Thursday, 18th April 2024
To guardian.ng
Search

Senate probes alleged N4tr revenue leakage in Customs

By Sulaimon Salau (Lagos), Segun Olaniyi , Azimazi Momoh Jimoh (Abuja)
27 March 2017   |   4:35 am
The panel vowed that the upper legislative chamber would stop at nothing at recovering the funds that were lost to lapses and various infractions. The customs has a yearly target to improve the nation’s revenue.

The Senate during a plenary

• ‘82% charges behind high ports cost’
• Agency faults report, welcomes probe

The Senate Committee on Customs, Excise and Tariff has begun an investigation into how over N4 trillion was lost at the Nigeria Customs Service (NCS) between 2006 and 2016. It decried the inability of the Technical Committee on the Implementation of Comprehensive Import Supervision Scheme to ensure compliance with its provisions .

The panel vowed that the upper legislative chamber would stop at nothing at recovering the funds that were lost to lapses and various infractions. The customs has a yearly target to improve the nation’s revenue. But it has been dogged by allegations of corruption. An investigation may engender transparency in its operations . It may also lead to the recovery of the lost N4trillion revenue which is 57 per cent of the N7.2 trillion national budget for 2017 by the Federal Government . Such recovered funds will be deployed by the government for good governance that will ultimately improve the citizens’ wellbeing.

According to the Chairman of the committee, Hope Uzodinma (PDP, Imo West), a preliminary investigation revealed that the alleged malfeasance resulted mainly from the abuse and non-implementation of Form M (foreign exchange forms). He added that other factors responsible for the leakage were wrong classification of cargo under HS Code (Harmonised System Codes), non-screening of cargoes coming into Nigeria and lack of adequate Internet and Communications Technology (ICT infrastructure), among others.

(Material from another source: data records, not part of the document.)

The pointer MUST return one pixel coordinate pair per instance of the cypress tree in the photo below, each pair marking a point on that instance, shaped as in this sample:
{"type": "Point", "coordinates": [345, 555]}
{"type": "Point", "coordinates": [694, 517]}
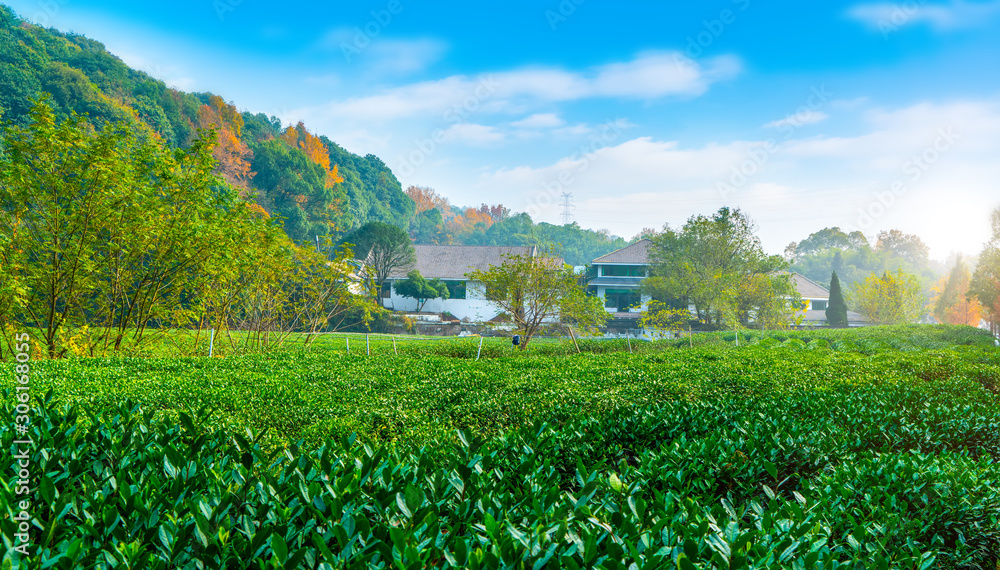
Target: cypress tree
{"type": "Point", "coordinates": [836, 309]}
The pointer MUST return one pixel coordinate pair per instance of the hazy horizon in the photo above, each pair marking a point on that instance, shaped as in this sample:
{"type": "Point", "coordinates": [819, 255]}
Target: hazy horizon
{"type": "Point", "coordinates": [866, 116]}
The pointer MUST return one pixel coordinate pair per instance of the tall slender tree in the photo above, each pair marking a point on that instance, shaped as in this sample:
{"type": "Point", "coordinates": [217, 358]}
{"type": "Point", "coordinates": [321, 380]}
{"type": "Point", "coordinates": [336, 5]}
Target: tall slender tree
{"type": "Point", "coordinates": [836, 310]}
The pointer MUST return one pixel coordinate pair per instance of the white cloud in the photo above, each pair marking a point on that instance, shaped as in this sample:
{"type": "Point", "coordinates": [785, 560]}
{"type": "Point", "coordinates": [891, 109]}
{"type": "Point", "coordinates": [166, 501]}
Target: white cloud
{"type": "Point", "coordinates": [804, 117]}
{"type": "Point", "coordinates": [942, 155]}
{"type": "Point", "coordinates": [171, 74]}
{"type": "Point", "coordinates": [384, 56]}
{"type": "Point", "coordinates": [651, 75]}
{"type": "Point", "coordinates": [472, 134]}
{"type": "Point", "coordinates": [539, 121]}
{"type": "Point", "coordinates": [942, 16]}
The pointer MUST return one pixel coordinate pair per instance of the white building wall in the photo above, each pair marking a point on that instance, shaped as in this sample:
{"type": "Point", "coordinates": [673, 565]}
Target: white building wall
{"type": "Point", "coordinates": [474, 307]}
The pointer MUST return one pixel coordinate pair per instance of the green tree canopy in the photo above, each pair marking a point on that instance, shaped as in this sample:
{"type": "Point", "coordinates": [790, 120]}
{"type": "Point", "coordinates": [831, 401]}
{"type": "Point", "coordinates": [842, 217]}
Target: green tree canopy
{"type": "Point", "coordinates": [836, 310]}
{"type": "Point", "coordinates": [717, 264]}
{"type": "Point", "coordinates": [891, 299]}
{"type": "Point", "coordinates": [383, 248]}
{"type": "Point", "coordinates": [533, 291]}
{"type": "Point", "coordinates": [417, 287]}
{"type": "Point", "coordinates": [985, 283]}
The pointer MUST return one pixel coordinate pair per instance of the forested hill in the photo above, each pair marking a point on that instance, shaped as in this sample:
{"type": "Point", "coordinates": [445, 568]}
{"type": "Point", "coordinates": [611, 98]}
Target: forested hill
{"type": "Point", "coordinates": [316, 186]}
{"type": "Point", "coordinates": [311, 181]}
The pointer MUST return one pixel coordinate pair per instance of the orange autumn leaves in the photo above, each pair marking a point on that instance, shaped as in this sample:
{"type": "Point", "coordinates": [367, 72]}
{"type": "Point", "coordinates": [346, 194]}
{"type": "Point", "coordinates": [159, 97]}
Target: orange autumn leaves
{"type": "Point", "coordinates": [455, 222]}
{"type": "Point", "coordinates": [233, 156]}
{"type": "Point", "coordinates": [298, 137]}
{"type": "Point", "coordinates": [952, 303]}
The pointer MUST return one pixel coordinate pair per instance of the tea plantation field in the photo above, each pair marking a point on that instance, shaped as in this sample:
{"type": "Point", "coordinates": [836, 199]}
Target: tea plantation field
{"type": "Point", "coordinates": [841, 449]}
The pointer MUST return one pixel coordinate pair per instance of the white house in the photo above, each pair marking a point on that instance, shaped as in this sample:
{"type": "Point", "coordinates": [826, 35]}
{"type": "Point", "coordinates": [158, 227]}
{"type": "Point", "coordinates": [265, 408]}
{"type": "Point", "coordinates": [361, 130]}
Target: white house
{"type": "Point", "coordinates": [451, 263]}
{"type": "Point", "coordinates": [619, 274]}
{"type": "Point", "coordinates": [815, 299]}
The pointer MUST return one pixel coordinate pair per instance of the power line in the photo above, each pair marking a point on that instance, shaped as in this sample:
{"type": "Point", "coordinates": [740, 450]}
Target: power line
{"type": "Point", "coordinates": [567, 213]}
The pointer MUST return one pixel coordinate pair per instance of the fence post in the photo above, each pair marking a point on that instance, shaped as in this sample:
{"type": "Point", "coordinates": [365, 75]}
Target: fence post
{"type": "Point", "coordinates": [573, 336]}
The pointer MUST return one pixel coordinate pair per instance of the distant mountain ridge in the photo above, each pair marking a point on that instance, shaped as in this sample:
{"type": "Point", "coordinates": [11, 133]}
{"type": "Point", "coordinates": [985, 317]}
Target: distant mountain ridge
{"type": "Point", "coordinates": [316, 186]}
{"type": "Point", "coordinates": [83, 77]}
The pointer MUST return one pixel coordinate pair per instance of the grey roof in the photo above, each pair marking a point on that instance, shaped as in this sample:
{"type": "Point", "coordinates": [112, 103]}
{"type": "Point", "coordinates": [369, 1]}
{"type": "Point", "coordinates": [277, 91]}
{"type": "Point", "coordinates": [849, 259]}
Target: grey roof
{"type": "Point", "coordinates": [454, 261]}
{"type": "Point", "coordinates": [809, 289]}
{"type": "Point", "coordinates": [820, 316]}
{"type": "Point", "coordinates": [616, 281]}
{"type": "Point", "coordinates": [637, 253]}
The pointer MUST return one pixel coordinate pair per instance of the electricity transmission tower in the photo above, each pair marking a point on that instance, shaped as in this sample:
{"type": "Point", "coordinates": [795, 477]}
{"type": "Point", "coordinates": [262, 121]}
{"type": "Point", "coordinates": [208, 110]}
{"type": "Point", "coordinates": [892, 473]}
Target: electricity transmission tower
{"type": "Point", "coordinates": [567, 213]}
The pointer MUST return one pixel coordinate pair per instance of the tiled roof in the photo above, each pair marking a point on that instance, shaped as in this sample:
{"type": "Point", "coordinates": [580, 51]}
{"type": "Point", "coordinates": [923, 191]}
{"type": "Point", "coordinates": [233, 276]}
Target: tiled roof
{"type": "Point", "coordinates": [616, 281]}
{"type": "Point", "coordinates": [820, 316]}
{"type": "Point", "coordinates": [637, 253]}
{"type": "Point", "coordinates": [809, 289]}
{"type": "Point", "coordinates": [454, 261]}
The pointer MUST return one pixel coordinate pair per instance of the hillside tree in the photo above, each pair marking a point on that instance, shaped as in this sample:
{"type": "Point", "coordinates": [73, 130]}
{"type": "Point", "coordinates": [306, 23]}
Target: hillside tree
{"type": "Point", "coordinates": [984, 286]}
{"type": "Point", "coordinates": [889, 299]}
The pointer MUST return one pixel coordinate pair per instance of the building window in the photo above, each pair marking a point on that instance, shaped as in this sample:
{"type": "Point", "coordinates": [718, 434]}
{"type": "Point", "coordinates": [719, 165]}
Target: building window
{"type": "Point", "coordinates": [624, 270]}
{"type": "Point", "coordinates": [621, 299]}
{"type": "Point", "coordinates": [456, 288]}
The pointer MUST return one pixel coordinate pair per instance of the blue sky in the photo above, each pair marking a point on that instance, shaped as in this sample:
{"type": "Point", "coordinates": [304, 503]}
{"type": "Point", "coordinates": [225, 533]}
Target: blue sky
{"type": "Point", "coordinates": [862, 115]}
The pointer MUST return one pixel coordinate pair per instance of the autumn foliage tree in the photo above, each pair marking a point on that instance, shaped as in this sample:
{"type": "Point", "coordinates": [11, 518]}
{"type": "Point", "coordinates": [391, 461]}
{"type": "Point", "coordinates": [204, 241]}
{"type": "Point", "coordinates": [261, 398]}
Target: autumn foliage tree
{"type": "Point", "coordinates": [952, 303]}
{"type": "Point", "coordinates": [111, 234]}
{"type": "Point", "coordinates": [985, 283]}
{"type": "Point", "coordinates": [232, 155]}
{"type": "Point", "coordinates": [298, 137]}
{"type": "Point", "coordinates": [889, 299]}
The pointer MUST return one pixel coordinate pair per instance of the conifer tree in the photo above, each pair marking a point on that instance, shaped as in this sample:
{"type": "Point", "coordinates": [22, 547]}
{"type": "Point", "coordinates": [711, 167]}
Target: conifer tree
{"type": "Point", "coordinates": [836, 310]}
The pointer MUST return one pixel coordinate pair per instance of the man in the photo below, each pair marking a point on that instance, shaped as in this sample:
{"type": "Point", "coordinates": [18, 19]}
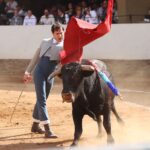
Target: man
{"type": "Point", "coordinates": [147, 17]}
{"type": "Point", "coordinates": [30, 19]}
{"type": "Point", "coordinates": [45, 59]}
{"type": "Point", "coordinates": [10, 7]}
{"type": "Point", "coordinates": [47, 19]}
{"type": "Point", "coordinates": [62, 17]}
{"type": "Point", "coordinates": [16, 19]}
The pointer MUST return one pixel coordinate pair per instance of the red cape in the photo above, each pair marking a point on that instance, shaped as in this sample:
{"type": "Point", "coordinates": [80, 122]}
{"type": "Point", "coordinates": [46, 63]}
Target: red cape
{"type": "Point", "coordinates": [79, 33]}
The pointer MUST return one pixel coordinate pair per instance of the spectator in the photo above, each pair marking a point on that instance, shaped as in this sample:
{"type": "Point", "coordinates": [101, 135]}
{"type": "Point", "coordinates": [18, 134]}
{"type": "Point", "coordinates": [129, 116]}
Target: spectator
{"type": "Point", "coordinates": [70, 10]}
{"type": "Point", "coordinates": [30, 19]}
{"type": "Point", "coordinates": [115, 16]}
{"type": "Point", "coordinates": [78, 13]}
{"type": "Point", "coordinates": [147, 17]}
{"type": "Point", "coordinates": [102, 11]}
{"type": "Point", "coordinates": [84, 6]}
{"type": "Point", "coordinates": [21, 12]}
{"type": "Point", "coordinates": [16, 19]}
{"type": "Point", "coordinates": [2, 7]}
{"type": "Point", "coordinates": [3, 17]}
{"type": "Point", "coordinates": [47, 19]}
{"type": "Point", "coordinates": [10, 7]}
{"type": "Point", "coordinates": [91, 16]}
{"type": "Point", "coordinates": [62, 17]}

On the retrospective policy on payment of duties on old vehicles, he stressed that the service was overreaching itself by making policies rather than implementing them. Besides, the panel said it had received a petition from Motor Vehicle Network International, an automobile security engineering firm, to investigate an allegation of intellectual theft against the agency.

The firm, which is demanding a N5 billion compensation, claimed that the controversial Vehicle Registration System of the NCS is “an adulterated version” of its intellectual property it tagged Vehicle Duty Smart Card (VDC) and Vin data revalidation programme.

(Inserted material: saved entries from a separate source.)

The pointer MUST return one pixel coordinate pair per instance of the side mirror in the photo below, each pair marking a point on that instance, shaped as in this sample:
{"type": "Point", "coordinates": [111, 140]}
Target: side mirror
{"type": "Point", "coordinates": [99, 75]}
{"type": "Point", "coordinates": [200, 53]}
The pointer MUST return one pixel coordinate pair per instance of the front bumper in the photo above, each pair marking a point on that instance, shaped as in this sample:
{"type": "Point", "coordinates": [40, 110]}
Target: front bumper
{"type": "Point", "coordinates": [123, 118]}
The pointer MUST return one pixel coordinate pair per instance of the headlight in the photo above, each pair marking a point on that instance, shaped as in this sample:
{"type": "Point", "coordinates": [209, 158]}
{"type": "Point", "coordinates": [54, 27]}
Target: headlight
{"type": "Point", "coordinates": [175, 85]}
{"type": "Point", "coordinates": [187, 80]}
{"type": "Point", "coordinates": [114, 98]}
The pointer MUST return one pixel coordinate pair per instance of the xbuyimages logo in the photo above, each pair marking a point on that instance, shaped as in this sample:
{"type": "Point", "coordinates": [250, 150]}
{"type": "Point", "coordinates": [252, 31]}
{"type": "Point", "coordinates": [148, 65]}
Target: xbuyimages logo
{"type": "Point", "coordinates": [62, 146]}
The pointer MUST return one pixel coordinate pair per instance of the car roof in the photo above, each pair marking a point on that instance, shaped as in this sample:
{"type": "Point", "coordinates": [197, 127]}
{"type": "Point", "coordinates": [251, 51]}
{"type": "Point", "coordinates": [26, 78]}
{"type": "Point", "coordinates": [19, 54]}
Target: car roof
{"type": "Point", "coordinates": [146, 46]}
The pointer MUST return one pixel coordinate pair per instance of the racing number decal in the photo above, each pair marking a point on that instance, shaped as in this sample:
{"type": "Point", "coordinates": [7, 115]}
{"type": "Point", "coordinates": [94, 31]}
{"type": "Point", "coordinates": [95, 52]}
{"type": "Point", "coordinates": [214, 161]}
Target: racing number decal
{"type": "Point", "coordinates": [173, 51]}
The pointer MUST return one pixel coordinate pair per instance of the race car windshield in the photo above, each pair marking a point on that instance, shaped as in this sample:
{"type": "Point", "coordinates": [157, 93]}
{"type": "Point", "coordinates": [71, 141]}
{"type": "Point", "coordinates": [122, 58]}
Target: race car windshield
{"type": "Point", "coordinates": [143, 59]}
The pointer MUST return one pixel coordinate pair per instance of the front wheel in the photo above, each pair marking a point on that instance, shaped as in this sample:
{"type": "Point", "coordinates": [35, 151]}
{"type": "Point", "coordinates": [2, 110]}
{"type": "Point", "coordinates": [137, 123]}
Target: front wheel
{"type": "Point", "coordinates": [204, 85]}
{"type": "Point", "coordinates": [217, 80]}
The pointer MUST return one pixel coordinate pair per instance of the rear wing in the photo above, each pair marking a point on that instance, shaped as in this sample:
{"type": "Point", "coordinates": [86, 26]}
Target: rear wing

Its Group Managing Director/CEO, Mohammed Kabir Usman, in the petition said that the proposed platforms were first submitted to the management of NCS and the Federal Ministry of Finance in 2005/2006 and re-submitted to the Col. Hameed Ali (rtd)-led agency on September 2, 2015.

Reacting, the agency’s acting spokesman, Joseph Attah, submitted: “Customs has nothing to hide. We are open to investigation. Most of our deals are automated. It will make investigation easier. We welcome any effort that is aimed at protecting the interest of Nigerians.”

Meanwhile, a new survey commissioned by Akintola Williams Deloitte has blamed the cost of doing business at the ports on the outrageous charges by NCS, put at 82 per cent of the total payment made by importers in the course of clearing consignments.

The study said shipping companies were responsible for 13.8 per cent of the cost; terminal operators 1.8 per cent; customs 82.1 per cent; transporters 1.1 per cent and clearing agents 1.2 per cent.

In the report titled, “Public Private Partnership (PPP) as an anchor for diversifying the Nigeria economy: Lagos Container Terminals Concession as a Case Study”, the organisation bemoaned the numerous challenges impeding the timely clearance of goods at the ports.

The study, however, noted that the port concession programme had saved importers and exporters about $800 million (N244 billion) yearly. This sum was hitherto paid to shipping companies as congestion surcharge.

In its value chain analysis of a 20-foot container laden with cargo and worth $100,000 (N44.42million) imported from China, it revealed that about N6.5 million would be required to clear and transport the container out of the port. Of the amount, about N5.3 million (representing 82.1 per cent) is paid to the service as import duty, Comprehensive Import Supervision Scheme (CISS), ECOWAS Trade Liberalisation Scheme (ETLS), Port Development Surcharge and Value Added Tax.

It added that shipping companies are responsible for 13.8 per cent of the cost (N897,000); terminal operators 1.8 per cent (N117,000); transporters 1.1 per cent (N71,500) and clearing agents (N78,000).

But Attah faulted the report. His words: “The duty payable on anything depends on what you have imported. We have a book called Common External Tariff (CET) which contains the various items chargeable by customs and whose rates come across all the members of ECOWAS sub-region.”